According to the paper, this method contains three steps:
- Prompting a language model using chain-of-thought (CoT) prompting
- Replacing the “greedy decode” in CoT prompting by sampling from the model’s decoder to generate a diverse set of reasoning paths, and
- Marginalizing the reasoning paths and choosing the most consistent answer in the final answer set.
Wang et al. (2022)
Self-consistency voting (pseudo-JS)
async function solveWithSC(prompt, samples = 5) {
const runs = await Promise.all([…Array(samples)].map(() =>
callModel({ prompt, temperature: 0.7 }) // each returns {thought, answer}
));
const tally = new Map();
for (const r of runs) tally.set(r.answer, (tally.get(r.answer) || 0) + 1);
const [bestAnswer] = […tally.entries()].sort((a,b)=>b[1]-a[1])[0];
const representative = runs.find(r => r.answer === bestAnswer);
return { answer: bestAnswer, rationale: representative.thought.slice(0, 400) };
}
Why this works: You marginalize over different reasoning paths and keep the majority answer.

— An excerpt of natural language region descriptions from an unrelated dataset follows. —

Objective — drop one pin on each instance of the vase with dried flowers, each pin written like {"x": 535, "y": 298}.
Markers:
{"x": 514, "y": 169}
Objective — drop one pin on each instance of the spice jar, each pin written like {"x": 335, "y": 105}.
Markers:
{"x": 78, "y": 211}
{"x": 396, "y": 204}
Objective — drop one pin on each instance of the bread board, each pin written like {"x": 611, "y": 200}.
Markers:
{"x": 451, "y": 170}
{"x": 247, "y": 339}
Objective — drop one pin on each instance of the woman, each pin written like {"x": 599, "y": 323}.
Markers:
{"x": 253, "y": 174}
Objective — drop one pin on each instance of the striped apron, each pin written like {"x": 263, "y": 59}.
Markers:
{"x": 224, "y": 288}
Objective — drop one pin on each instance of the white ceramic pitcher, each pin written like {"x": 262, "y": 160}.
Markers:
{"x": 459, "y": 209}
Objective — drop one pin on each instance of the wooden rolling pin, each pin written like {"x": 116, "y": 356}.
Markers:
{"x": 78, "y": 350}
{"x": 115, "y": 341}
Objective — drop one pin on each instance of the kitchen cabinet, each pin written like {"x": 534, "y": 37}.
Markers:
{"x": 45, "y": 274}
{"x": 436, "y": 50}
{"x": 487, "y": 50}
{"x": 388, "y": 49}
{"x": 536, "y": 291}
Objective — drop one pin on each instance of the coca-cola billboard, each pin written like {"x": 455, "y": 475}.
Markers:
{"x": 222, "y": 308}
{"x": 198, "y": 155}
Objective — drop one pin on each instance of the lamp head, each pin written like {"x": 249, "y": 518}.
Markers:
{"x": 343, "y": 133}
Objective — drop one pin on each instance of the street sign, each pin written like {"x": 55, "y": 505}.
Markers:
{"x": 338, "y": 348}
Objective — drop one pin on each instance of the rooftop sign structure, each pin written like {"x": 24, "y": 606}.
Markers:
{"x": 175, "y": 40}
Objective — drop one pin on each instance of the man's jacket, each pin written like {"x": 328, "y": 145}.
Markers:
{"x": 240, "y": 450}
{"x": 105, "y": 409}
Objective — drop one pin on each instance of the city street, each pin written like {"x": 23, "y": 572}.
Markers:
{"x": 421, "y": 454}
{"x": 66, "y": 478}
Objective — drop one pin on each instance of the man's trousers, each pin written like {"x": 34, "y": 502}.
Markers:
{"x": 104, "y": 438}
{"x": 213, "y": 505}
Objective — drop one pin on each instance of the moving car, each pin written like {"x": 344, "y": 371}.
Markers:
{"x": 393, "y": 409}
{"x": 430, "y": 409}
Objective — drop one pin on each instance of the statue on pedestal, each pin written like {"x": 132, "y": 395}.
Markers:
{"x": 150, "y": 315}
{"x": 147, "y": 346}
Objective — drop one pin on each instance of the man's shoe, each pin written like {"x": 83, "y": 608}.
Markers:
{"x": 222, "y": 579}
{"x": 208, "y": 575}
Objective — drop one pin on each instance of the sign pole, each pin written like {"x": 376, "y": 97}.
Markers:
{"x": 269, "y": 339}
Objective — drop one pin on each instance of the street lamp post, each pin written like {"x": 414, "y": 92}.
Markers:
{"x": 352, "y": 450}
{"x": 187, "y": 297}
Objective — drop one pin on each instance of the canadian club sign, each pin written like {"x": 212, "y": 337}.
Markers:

Use self-consistency: When correctness matters more than latency.
4) Program-Aided Language (PAL)
Instead of relying on text reasoning, LLMs can write code snippets to handle calculations. This is the premise on which Program-Aided language models are based. The method uses LLMs to read natural language problems and generate programs as the intermediate reasoning steps (Gao et al., 2022). This is different from chain-of-thought prompting because it uses a programmatic runtime like a Python interpreter to generate solutions, instead of the typical free-form text of CoT.
Gao et al., (2022)
Let's look at how this model generates Python code as its reasoning step, before executing it to solve a Math word problem.
import openai
import os
from dotenv import load_dotenv
from langchain.llms import OpenAI
# Load environment variables
load_dotenv()
openai.api_key = os.getenv("OPENAI_API_KEY")
os.environ["OPENAI_API_KEY"] = os.getenv("OPENAI_API_KEY")
# Setup model instance
llm = OpenAI(model_name="text-davinci-003", temperature=0)
# Define the problem
question = "If Alice has 12 apples and gives 3 to Bob, then buys 5 more, how many apples does she have?"
# Program-aided prompt with exemplars
PAL_PROMPT = """
# Q: Tom has 10 books. He buys 4 more and then gives 2 away. How many books does he have?
books = 10
books += 4
books -= 2
books
# Q: Sarah baked 20 cookies. She ate 5 and then baked 10 more. How many cookies does she have now?
cookies = 20
cookies -= 5
cookies += 10
cookies
# Q: {question}
""".strip() + "\n"
# Get the LLM output (Python code snippet)
llm_out = llm(PAL_PROMPT.format(question=question))
print("Generated code:\n", llm_out)
# Execute the generated Python code
local_vars = {}
exec(llm_out, {}, local_vars)
print("Answer:", list(local_vars.values())[-1])
What happened here:
- Natural language is converted into short Python programs.
- The model generated Python code for the new problem (Alice's apples).
- That code is executed directly in Python (exec) to get the final answer.
Output:
Generated code:
apples = 12
apples -= 3
apples += 5
apples
Answer: 14
Use PAL: When arithmetic or procedural steps are error-prone in natural language.
5) ReAct (Reason + Act)
This is a CoT framework that alternates between the reasoning ("thought") and the action-taking ("tool use") process in AI models. Introduced in Yao et al. (2022), the model generates reasoning traces that prompt, track, and update action plans. With ReAct, the LLM interacts with external tools to collect extra information that it uses as a guide towards more reliable responses.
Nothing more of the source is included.